Advanced materials: - VascTech — microvascular composite technology (self-healing, thermal management)


Pattern: SBIR Pipeline to Flight Demo

CU Aerospace exemplifies the long-burn SBIR-to-flight pipeline:

2011: USAF PUC contract ($3.68M) — first major propulsion R&D
2013: NASA SBIR I — CHIPS warm gas (R134a) concept
2014: NASA SBIR II — CHIPS ground validation
2017: NASA SBIR II — MVP (Delrin variant)
2018: NASA SBIR II — FPPT pulsed plasma
2020: SST Tipping Point ($2.17M) — DUPLEX flight unit build
2023: Post-SST follow-on — FPPT for debris removal ($2.64M)
2025: ISS deployment — both MVP and FPPT operating on orbit

12 years from first SBIR to flight. But the SST role was specific: it funded the flight demo that neither SBIR nor DoD could provide.
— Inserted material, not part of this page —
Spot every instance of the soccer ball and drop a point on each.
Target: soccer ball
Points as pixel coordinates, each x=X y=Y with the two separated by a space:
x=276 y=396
SBIR built the technology; SST validated it in space.


Connections

  • NearSpace Launch: DUPLEX integration partner and launch services
  • University of Illinois at Urbana-Champaign: Academic partner, UIUC Research Park host
  • NASA Ames Research Center: SST managing center for DUPLEX
  • Busek Co.: Parallel SST propulsion portfolio company — both received 2014-era SST seeds, but Busek's seeds were 10× smaller ($200K vs $2.17M)

Assessment

Outcome category: flew (ISS deployment Dec 2025, on orbit) Infusion quality: High — DUPLEX successfully deployed, post-SST contracts continuing the technology line Archetype: SBIR Pipeline to Flight Demo — long SBIR development funded ground validation; SST provided the flight opportunity that neither SBIR nor DoD programs could Leverage ratio: Moderate — $2.17M SST into a $28.6M total federal portfolio. SST was the flight-enabling piece.